Je descends à ma station, je ne saurai jamais la fin. Je me plais à l'imaginer : agacé par l'énervement de son interlocuteur, dans un accès de colère, il raccroche sèchement, se lève, déchire ses précieuses copies en mille confettis qu'il répand rageusement dans la rame ? Il y a tout à parier que non, que ce "vieil" adolescent eut le verbe haut mais l'attitude bien sage.

Ce soir, j'allume la télé et zappe au hasard. TMC. Laurence Boccolini et Moundir. Il joue à "L'Aventurier de l'amour" face à des bimbos au sommet du cliché sur les plages de Miami. L'absurde est partout, il nous submerge !

dimanche 7 février 2010

La conversation roulante

Il y a, si je ne m'abuse et sans vouloir verser vers d'abominables raccourcis, 3 types de chauffeurs de taxi :
- ceux avec lesquels on ne cause pas.
- ceux qui partent dans des délires à la limite de l'effrayant
- ceux qui ressentent le besoin de discuter et qui ne s'en privent pas

Récemment, je suis tombée sur l'un de ceux là. Je le sentis dès les premiers instants : affable, souriant, liant, il était tout prêt à converser. Comme j'étais également de bonne humeur, je fus disposée à établir le contact et me saisis du premier sujet d'actualité pas trop polémique, traînant dans ma mémoire.

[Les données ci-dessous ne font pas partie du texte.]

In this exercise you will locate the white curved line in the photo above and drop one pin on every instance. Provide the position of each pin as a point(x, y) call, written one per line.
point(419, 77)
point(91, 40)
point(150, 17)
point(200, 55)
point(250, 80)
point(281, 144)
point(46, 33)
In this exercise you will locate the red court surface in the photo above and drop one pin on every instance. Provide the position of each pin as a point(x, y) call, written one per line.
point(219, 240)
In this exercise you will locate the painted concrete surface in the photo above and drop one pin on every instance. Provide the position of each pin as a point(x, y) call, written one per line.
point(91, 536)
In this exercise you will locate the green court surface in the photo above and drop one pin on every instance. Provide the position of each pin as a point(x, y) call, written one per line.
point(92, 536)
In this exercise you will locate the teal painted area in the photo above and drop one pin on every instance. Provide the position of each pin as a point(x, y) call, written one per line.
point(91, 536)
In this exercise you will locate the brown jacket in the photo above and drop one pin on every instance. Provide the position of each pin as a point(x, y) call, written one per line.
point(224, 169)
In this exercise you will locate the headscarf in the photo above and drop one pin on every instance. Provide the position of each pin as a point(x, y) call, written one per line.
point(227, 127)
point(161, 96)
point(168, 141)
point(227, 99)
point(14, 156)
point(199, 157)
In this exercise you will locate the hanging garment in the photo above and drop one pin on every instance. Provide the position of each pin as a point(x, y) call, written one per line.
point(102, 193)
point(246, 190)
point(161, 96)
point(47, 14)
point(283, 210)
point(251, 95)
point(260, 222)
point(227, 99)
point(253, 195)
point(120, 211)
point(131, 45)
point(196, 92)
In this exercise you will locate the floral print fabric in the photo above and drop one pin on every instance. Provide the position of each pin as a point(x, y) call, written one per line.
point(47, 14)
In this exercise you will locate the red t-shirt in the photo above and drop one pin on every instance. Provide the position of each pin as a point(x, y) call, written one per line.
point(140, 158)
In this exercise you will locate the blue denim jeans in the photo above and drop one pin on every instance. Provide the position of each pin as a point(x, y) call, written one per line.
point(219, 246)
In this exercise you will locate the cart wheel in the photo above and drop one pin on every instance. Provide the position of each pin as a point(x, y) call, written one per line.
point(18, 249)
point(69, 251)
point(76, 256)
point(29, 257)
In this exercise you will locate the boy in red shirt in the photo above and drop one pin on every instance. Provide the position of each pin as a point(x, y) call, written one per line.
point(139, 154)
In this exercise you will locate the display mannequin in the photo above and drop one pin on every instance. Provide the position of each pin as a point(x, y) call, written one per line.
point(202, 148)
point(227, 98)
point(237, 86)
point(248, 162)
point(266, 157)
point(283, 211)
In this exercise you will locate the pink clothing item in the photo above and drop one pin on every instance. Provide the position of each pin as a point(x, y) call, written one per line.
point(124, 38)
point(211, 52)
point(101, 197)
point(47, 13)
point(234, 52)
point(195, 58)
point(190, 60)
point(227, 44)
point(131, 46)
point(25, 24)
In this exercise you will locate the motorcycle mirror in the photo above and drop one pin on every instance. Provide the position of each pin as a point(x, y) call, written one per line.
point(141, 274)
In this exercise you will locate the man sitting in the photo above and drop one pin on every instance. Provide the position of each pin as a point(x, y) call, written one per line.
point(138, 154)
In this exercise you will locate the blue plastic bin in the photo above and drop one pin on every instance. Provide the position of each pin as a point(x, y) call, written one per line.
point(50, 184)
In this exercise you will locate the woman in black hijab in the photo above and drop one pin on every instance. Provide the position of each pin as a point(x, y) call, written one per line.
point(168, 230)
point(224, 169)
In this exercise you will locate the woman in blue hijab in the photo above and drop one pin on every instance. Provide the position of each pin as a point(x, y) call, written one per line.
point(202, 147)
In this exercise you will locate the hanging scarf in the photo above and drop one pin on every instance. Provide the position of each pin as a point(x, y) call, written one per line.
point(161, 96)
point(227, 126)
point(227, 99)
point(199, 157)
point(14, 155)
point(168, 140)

Il ne bouda pas son plaisir et nous nous lançâmes dans un échange ininterrompu, 40 minutes durant. La conversation, de fil en aiguille, prit une tournure plus personnelle et il me raconta ses projets pour les semaines suivantes : rendre sa licence de taxi parisien, quitter la région pour retourner dans son Nord natal et reprendre, avec son épouse, une boutique spécialisée dans le bien-être au coeur d'une petite galerie commerciale.

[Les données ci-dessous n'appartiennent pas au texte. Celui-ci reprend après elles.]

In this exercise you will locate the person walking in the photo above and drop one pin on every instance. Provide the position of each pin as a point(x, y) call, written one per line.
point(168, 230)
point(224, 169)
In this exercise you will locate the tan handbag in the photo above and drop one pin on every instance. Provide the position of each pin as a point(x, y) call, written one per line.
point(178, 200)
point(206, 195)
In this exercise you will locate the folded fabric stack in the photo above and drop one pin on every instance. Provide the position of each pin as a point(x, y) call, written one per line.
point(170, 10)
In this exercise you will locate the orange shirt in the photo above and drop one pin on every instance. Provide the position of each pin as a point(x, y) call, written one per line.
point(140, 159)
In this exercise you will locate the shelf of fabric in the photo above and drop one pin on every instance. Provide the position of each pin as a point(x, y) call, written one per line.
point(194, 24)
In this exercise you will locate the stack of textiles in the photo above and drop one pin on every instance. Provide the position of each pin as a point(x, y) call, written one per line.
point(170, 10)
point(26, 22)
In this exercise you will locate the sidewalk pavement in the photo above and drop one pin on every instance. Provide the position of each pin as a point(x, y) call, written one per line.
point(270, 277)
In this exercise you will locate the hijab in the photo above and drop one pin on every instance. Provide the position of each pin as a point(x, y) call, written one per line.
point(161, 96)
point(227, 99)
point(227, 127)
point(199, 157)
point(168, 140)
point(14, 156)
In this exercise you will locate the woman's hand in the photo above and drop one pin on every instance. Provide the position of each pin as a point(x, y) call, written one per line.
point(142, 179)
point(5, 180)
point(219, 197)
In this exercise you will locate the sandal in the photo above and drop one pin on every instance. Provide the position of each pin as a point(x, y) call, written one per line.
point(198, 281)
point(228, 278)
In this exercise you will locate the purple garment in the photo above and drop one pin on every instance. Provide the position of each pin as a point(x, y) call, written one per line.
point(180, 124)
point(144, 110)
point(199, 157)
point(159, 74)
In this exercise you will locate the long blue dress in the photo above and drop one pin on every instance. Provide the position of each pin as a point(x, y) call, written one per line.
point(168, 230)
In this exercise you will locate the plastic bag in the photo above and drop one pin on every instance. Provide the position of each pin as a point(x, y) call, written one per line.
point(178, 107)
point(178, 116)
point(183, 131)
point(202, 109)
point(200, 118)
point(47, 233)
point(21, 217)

Au fur et à mesure qu'il m'expliquait tout cela, grandissait ma curiosité, je posais des questions pour en savoir davantage. Cet homme avait de quoi rendre admiratif. Une telle énergie, un tel enthousiasme néanmoins tempéré de réalisme irradiaient de lui qu'il y avait de quoi être littéralement subjugué. On ne rencontre pas tant de ce genre de tempéraments.
Sept années plus tôt, il avait quitté un poste de cadre, dédaignant pouvoir et statut social, capitaux pour tant de gens, afin de devenir taxi. Il me raconta avoir causé des réactions au mieux surprises au pire pleines de mépris chez certains de son entourage. Mais il n'en eut cure. Lui avait fait son choix, s'apercevant avec une sacrée lucidité qu'il était entrain de devenir amer, et ne le regrettait aucunement car il lui permettait quelques temps plus tard d'acquérir le magasin auquel son épouse et lui avaient maintes fois rêvé.

La course achevée, je descendis de la voiture comme rassérénée... Parfois, on se demande s'il existe une troisième voie. Ma réponse, ce jour-là, fut oui, celle empruntée par ce taxi.

jeudi 4 février 2010

In my air

Force est de constater que je suis devenue en 2009 un "frequent flyer".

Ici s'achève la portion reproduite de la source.